Buffet, Gates optimistic of gathering support for ‘The Giving Pledge'
“India has a remarkable tradition of giving and it was an honour to meet with those families who talked quite enthusiastically about their own approach to philanthropy.”
Bill Gates, co-founder of Bill and Melinda Gates Foundation, said this after meeting with 70 wealthy people of India here on Thursday. “There was a tremendous give-and-take in the session. It is clear that there is some great thing going on about philanthropy,” he said.
He spoke of the country's history of philanthropy and of some of the great philanthropists it had produced. “I am certain it will continue.”
Asked whether any of the 70 rich people had pledged their wealth for good reasons, Warren Buffett, chairman of Berkshire Hathaway, said the experience was enthusiastic but a follow-up remained to be seen.
The Gates couple and Mr. Buffett are in India as part of their “The Giving Pledge,” which was launched in the U.S. last year to establish a new tradition and culture of philanthropy. The initiative asks wealthy families to make a public commitment to give away at least half of their wealth either during their lifetime or after their death. The initiative has already gathered support from 59 wealthy families in the U.S. who have pledged 50 per cent or more of their wealth to philanthropic activities.
The list of the guests at the discussion was not made public in deference to their wish for privacy.
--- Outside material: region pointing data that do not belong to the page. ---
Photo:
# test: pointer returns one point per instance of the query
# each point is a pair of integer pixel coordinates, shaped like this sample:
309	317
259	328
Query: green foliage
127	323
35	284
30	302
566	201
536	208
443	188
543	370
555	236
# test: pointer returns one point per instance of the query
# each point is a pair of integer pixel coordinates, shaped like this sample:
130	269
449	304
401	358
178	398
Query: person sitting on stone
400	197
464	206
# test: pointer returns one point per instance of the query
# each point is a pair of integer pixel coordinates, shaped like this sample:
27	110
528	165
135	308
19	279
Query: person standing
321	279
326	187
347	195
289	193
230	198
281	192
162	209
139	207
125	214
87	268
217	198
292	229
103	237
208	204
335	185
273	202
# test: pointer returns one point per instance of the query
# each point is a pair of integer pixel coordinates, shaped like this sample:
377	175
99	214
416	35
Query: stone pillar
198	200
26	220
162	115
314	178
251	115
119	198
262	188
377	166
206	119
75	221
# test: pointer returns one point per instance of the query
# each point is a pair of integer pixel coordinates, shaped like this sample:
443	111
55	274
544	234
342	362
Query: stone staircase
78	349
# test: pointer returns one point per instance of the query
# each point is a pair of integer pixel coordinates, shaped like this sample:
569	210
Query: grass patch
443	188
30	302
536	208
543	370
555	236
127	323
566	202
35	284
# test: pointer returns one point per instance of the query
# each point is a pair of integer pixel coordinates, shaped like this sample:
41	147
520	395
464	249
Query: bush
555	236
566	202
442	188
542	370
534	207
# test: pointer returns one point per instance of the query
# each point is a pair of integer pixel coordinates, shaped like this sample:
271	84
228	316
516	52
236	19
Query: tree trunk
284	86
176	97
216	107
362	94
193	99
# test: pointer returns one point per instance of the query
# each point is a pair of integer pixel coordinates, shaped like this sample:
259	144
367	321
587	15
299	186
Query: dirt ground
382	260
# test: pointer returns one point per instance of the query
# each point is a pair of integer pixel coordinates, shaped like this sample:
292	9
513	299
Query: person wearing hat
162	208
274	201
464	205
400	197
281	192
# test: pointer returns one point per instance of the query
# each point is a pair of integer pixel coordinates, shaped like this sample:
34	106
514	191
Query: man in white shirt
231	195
“The U.S. receives 2 per cent of its Gross Domestic Product from philanthropy and we hope it would increase in the coming years. India will also see an increase in the number of givers. The people in the room were enthusiastic,” Mr. Buffett felt.
“We heard many people having made a lot of money in India and willing to give it back to society but were still looking for a way to do so,” Melinda Gates, co-founder of the Foundation said.
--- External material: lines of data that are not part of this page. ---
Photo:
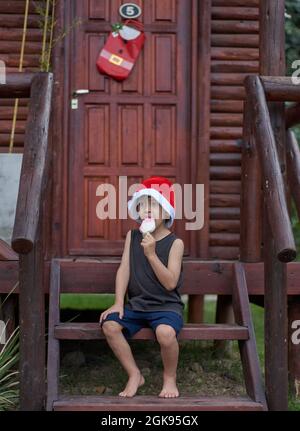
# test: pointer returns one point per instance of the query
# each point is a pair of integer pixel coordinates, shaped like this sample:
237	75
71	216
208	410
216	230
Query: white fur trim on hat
132	204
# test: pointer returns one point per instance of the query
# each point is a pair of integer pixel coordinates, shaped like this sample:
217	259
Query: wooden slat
224	200
5	126
220	213
224	239
226	119
292	115
234	26
18	7
225	172
225	159
6	113
154	403
247	3
223	53
229	12
225	187
17	20
8	47
238	66
232	226
231	93
17	85
228	78
5	140
225	146
6	252
15	34
225	252
234	40
234	106
226	132
190	331
13	60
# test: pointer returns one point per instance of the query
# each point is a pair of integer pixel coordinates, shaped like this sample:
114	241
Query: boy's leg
122	350
166	336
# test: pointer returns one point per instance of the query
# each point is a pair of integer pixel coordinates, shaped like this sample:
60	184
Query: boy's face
149	207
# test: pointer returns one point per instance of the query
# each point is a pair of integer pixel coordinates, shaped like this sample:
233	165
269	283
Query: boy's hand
113	309
148	244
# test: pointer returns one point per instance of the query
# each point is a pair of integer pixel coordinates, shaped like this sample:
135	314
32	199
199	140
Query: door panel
137	128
Candid on his view that philanthropy was a way of converting “bad money into good money” in India, Mr. Buffett said that if a vaccine manufactured from bad money saved a life, no one would inquire about the source of the money. However, Mr. Gates sought to steer clear of the tricky question by saying it was the responsibility of the police and the governments to look into these issues.
Describing the evening as special, Ms. Gates said the families were clearly thinking very hard about how to make the greatest impact and bringing their business acumen to the world of giving. “Bill and I spent much of the week seeing first-hand the need and the opportunity India has before it. I am quite optimistic these families will do extraordinary things with the good fortune they have received.”
Azim Premji, founder of Azim Premji Foundation, said he was completely committed to supporting the larger ambition of catalysing social change to build a better society.